9-12 High Street
Last month, you were asked about a family with three children who narrowly avoided having to sleep rough on a bench in Mountjoy Square. You responded that “resources were not the problem” in addressing Ireland’s family homelessness crisis. Since then I have been talking to our front-line staff about whether this reflects their experience or the experience of the families they meet every day. I want to share those reflections with you.
For over three years now Focus Ireland has been warning that the problem of family homelessness was escalating at an alarming rate. If, say, €850 million had been invested in social housing then, what a difference it would now be making! Month on month over those three years the situation has become worse and worse.
When Focus Ireland, with local authority support, set up its ‘Family Homelessness New Presenters Team’ in 2012, there were 8 families becoming homeless each month. The number has doubled every twelve months. In July this year, 77 families became homeless, 70 of them for the first time.
Your Government, as part of its commitment to Housing First, funds through the Dublin Regional Homeless Executive (DRHE), a street ‘Intake’ team, run jointly by Focus Ireland and Peter McVerry Trust. During July alone this team intervened, late at night, to ensure that 19 families did not have to sleep rough. Only one of those cases got media attention, but all those children will remember that evening for the rest of their lives.
At regular intervals over that time, we have proposed specific and practical measures which would help stem the flow into homelessness: rent controls, rent supplement levels that reflect real market rents, measures to protect the tenancies where a buy-to-let is repossessed, tax reliefs for landlords, better cross-agency co-ordination, greater urgency on the social housing building programme, and so on. Most of these proposals have featured in ‘action lists’ from Ministers, but few of them have turned into action.
People want to know, if lack of resources was not the reason you ignored our warnings, what was the reason? It might be useful to let you know what the situation looks like to one mother, Louise who has two children. She has just lost her home because her landlord’s property was repossessed by his bank and they want to sell the house. She was paying her rent, a good bit more than the Rent Supplement people were willing to give her. As a result of stretching her income too far, she has no savings to pay a deposit and months rent in advance. She can’t find anywhere else to live.
She brings her two children down to the one-stop shop in Parkgate Street. There they sit and wait to meet an official who will assess her claim to be homeless. She and other families share the crowded waiting area with other desperate people who have active drug and mental health problems and whose behavior is erratic and upsetting for her children. There are no facilities for children. She has nothing against the people with drug addictions, but wants to protect her young children from this side of life.

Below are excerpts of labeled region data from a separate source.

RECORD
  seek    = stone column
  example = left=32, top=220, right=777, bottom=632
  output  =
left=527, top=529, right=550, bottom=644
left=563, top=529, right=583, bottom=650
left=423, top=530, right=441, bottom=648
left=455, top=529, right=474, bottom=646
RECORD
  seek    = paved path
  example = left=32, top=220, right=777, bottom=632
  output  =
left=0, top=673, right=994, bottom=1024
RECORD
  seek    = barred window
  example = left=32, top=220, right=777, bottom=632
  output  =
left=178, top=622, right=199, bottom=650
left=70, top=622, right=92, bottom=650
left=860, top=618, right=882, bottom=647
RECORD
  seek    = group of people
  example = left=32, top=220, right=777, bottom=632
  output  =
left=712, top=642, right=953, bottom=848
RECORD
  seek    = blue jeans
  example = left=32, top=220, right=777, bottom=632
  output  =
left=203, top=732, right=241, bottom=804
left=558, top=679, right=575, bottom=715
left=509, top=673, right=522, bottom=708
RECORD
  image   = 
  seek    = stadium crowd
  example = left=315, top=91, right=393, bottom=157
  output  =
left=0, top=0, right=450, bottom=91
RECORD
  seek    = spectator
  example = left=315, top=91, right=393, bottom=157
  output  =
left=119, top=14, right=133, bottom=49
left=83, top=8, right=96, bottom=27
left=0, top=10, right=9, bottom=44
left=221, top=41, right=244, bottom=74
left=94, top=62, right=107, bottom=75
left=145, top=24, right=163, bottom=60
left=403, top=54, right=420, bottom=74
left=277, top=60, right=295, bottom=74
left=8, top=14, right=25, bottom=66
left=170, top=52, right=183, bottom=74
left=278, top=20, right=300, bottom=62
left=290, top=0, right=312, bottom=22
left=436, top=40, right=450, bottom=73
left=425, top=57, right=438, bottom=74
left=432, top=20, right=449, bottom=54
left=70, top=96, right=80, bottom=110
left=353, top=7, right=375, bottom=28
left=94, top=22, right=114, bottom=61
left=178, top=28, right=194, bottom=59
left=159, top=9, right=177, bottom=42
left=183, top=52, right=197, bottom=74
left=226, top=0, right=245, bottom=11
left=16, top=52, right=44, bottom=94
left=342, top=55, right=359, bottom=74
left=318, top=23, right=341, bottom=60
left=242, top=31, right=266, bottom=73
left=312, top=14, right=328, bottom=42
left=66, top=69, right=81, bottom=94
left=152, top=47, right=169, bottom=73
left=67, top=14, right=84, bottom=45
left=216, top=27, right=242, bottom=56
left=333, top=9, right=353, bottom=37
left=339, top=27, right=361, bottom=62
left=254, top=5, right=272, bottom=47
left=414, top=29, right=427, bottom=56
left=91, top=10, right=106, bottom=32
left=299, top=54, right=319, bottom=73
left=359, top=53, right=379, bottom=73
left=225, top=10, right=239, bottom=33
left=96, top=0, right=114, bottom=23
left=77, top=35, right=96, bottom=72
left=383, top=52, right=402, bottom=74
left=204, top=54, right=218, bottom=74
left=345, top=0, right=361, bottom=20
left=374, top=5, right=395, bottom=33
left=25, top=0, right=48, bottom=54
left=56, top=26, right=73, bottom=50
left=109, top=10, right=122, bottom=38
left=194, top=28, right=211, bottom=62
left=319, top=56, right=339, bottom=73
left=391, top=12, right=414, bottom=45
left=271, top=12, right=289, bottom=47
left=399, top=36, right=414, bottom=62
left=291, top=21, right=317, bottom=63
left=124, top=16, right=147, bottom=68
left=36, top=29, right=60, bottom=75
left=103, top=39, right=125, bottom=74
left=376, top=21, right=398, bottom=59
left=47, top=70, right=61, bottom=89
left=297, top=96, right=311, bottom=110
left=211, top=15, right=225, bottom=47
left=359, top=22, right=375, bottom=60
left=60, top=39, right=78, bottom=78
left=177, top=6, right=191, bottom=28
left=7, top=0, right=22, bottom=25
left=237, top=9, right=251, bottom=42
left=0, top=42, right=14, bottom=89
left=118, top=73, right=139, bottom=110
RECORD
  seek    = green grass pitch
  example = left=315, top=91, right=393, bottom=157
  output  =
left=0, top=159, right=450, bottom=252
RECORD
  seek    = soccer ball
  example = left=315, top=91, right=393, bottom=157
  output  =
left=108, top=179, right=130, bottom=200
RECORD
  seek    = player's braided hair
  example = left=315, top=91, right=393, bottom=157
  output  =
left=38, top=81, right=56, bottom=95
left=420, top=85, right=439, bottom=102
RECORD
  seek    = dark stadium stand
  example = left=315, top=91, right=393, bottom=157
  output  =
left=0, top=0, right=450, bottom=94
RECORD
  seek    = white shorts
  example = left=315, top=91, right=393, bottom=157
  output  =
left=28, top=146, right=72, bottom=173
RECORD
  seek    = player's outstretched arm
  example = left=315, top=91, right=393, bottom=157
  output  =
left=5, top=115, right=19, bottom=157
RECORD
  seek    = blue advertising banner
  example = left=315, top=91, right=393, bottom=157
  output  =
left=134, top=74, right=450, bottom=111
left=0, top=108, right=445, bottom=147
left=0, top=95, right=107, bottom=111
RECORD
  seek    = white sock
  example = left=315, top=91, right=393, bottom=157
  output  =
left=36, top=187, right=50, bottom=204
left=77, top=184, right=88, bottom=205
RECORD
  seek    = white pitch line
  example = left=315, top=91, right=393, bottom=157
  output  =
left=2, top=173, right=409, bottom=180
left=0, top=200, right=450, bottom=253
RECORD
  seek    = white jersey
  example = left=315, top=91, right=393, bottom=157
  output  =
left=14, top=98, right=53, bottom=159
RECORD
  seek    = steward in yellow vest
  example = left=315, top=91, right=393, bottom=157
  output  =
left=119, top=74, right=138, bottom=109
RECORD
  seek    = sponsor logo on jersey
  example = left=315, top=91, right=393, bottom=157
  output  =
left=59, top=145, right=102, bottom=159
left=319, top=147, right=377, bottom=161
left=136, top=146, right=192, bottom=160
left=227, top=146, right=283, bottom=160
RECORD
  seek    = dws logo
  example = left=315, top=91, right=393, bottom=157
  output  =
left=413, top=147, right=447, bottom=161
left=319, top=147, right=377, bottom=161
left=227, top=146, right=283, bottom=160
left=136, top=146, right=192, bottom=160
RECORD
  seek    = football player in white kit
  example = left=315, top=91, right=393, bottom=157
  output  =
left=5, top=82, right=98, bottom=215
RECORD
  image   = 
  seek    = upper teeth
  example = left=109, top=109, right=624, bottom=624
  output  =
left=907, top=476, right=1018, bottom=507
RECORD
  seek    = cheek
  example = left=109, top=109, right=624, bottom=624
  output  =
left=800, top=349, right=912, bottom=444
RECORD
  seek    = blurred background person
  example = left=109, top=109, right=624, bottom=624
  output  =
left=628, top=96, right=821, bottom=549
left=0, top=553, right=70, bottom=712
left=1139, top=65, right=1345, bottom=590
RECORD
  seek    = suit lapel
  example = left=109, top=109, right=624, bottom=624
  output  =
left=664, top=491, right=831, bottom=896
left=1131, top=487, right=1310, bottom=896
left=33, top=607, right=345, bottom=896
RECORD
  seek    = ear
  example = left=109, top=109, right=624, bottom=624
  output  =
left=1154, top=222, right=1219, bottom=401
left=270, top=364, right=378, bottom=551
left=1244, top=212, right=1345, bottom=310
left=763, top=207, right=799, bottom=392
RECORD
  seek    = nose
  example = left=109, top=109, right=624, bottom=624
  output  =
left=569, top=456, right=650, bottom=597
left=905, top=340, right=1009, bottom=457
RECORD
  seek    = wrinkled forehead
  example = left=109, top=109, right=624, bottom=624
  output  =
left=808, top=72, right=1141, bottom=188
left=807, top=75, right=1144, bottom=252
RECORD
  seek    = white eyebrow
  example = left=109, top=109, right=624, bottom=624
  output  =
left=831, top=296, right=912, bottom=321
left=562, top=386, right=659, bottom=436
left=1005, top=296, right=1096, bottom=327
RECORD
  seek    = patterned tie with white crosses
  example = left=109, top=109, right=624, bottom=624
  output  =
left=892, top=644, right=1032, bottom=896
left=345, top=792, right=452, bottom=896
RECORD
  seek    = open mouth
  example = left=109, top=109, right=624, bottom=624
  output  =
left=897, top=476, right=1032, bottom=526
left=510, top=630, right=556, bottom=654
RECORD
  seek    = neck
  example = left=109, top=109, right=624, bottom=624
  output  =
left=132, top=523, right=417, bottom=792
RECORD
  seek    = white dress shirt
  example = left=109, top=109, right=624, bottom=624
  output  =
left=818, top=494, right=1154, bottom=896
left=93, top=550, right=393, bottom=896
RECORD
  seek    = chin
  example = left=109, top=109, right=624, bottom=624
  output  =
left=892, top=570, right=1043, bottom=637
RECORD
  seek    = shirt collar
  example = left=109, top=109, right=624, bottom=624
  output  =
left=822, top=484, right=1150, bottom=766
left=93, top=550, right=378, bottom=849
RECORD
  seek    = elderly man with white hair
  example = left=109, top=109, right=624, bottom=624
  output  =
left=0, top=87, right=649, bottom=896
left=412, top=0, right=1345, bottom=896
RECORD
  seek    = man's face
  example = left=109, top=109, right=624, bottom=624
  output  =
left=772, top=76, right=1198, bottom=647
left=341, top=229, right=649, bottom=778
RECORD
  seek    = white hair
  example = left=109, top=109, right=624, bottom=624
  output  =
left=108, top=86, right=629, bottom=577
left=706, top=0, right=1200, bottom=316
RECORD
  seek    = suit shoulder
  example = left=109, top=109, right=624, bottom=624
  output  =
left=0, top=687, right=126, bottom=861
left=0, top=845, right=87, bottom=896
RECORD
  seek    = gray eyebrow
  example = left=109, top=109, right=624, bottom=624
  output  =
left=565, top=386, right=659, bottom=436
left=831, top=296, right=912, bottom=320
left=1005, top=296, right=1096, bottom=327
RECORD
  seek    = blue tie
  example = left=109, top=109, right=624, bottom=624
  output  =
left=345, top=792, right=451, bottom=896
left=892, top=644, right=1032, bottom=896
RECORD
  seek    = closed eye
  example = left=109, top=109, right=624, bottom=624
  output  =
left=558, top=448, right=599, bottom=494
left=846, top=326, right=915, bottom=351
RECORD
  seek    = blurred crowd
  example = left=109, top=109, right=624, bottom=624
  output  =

Eventually she gets to meet an official and makes her case. Her circumstances are clear cut and she has the paperwork to show what happened. They assess her as being ‘homeless’ and accept that she and her children have nowhere to stay tonight. The official tells her that the local authority will pay for a hotel room but she has to find it herself. They call it ‘self-accommodation’.
It can take several hours of phone calls to hotels to secure a room for the family, and, with many other individuals and families still waiting in the queue to be assessed, the DRHE official explains she does not have that time. Louise is tired, fearful, and vulnerable. She has no experience booking hotel rooms. But now she has to find her own room for the night, while she is grateful that DRHE will pay for it.
Surely, if ‘resources were no problem’, the Government would have made sure that there was emergency accommodation for her and her family? They would have block-rented rooms. What about those NAMA hotels? Surely if there was enough resources the hard pressed DRHE official would have had time to ensure Louise had a room before she was back out on the street. Surely, if resources were no problem, someone would have arranged a decent space with a few phones in it, and a place for the children to play, where she could go and ring the hotels. If it was not a matter of ‘resources’ would the DRHE official really just tell her to look after herself?
Louise is back out on the street then, calling hotels from her mobile while she tries to keep her children from crying. Now they need to be fed. She heads down to the Focus Ireland Coffee Shop where the staff will give her the use of a phone or make the calls themselves if they have the time.
You remember the Coffee Shop, Taoiseach? You came down there three years ago and commented on the good work we were doing.